I hate to burst his hopeful bubble. Hate too that being the voice of reason makes me sound a whole lot like my cousin. That’s a surprising insight, because I don’t want to crush Dair’s dreams. I only want to save him from pain. “This is what they charge punters, mate. Not what they’d pay you if they did buy any of your stuff.”
“Oh.” He nods swiftly like he already knew that. “Of course. The real money is in renting it out over and over.” Dair swallows, silent. His smile is gone, and I can’t help working hard to restore it.
“But selling your stuff to someplace like this could raise more than you’d get on Marketplace or at a house-clearance auction. And it would save you a fuckton of time. You could offload it all at once instead of piece by piece. Plus, there’s still all that china.”
He looks up at me, so trusting. “They’d take that as well?”
“Well, no.
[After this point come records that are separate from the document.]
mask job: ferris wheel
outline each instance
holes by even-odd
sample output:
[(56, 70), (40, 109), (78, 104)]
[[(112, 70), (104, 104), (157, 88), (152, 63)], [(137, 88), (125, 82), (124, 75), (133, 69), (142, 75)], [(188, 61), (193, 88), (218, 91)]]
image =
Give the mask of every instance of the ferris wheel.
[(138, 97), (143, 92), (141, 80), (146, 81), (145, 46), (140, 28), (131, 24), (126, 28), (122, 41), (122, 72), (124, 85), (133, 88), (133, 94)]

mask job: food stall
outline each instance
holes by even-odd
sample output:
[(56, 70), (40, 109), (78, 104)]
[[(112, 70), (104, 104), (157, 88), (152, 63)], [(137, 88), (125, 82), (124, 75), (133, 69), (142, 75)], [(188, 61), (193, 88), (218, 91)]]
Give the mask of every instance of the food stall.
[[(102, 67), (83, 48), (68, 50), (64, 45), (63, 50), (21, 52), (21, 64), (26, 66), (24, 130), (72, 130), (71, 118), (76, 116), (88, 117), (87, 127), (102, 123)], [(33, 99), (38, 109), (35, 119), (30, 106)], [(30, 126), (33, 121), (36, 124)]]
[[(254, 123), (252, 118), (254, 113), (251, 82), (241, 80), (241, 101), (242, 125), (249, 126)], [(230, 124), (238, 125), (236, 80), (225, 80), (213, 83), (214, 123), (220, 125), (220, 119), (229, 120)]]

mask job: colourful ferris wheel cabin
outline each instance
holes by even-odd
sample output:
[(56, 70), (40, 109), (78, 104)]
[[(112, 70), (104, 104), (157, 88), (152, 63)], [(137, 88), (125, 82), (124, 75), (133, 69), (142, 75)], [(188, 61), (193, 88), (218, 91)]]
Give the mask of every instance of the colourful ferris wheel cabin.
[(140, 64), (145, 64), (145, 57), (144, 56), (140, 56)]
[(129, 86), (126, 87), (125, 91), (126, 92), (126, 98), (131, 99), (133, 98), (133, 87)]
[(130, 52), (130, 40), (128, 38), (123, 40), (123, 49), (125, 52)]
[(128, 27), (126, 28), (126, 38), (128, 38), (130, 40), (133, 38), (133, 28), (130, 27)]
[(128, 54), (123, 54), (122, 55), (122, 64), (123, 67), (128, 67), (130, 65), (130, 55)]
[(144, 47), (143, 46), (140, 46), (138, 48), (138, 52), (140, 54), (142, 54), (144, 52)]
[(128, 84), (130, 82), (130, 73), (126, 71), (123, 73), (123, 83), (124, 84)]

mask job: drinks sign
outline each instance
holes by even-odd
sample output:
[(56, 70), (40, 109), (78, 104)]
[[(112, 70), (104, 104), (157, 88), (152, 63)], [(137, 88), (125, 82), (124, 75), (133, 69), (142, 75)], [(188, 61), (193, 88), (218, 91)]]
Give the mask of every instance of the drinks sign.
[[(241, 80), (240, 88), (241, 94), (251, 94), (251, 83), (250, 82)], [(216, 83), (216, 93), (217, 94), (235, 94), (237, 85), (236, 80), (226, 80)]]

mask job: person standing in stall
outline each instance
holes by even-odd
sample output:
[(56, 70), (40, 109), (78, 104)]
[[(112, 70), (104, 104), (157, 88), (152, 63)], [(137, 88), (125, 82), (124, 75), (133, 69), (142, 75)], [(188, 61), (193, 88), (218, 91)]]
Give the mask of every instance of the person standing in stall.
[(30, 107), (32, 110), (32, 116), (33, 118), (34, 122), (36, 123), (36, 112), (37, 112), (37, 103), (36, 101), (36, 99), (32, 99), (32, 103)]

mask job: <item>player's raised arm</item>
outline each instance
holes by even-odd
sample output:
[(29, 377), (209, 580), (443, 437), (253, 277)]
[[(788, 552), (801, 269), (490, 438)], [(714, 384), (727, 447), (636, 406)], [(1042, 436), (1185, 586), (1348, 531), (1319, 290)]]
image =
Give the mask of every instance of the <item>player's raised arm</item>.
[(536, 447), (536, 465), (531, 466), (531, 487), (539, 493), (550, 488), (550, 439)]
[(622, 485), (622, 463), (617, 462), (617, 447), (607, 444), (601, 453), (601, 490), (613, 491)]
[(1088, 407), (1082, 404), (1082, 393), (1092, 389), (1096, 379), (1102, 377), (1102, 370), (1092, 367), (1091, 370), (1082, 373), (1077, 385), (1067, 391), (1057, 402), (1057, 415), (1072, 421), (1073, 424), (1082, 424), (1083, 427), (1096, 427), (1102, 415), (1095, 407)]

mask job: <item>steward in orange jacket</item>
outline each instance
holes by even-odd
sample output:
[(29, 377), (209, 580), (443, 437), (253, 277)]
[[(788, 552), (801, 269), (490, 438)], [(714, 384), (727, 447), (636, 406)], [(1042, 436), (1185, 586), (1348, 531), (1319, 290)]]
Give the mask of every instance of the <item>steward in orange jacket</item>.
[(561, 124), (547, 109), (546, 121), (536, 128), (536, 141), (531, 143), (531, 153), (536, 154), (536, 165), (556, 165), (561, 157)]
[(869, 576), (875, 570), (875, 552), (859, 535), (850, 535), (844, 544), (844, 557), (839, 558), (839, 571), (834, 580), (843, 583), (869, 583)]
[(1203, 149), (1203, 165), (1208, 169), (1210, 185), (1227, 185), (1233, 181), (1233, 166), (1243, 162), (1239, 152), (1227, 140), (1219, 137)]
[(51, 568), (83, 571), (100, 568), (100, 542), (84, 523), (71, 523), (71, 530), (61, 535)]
But that’s where your inventory comes in. It will be easier to shift once you know exactly what you’ve got.” Our conversation about takers is still on my mind. “Before selling any of it, you should double-check that you don’t have anything…” I almost say,that isn’t completely worthless.
I prefer his more optimistic version. It comes with a return of his smile. “That isn’t actually worth a fortune?”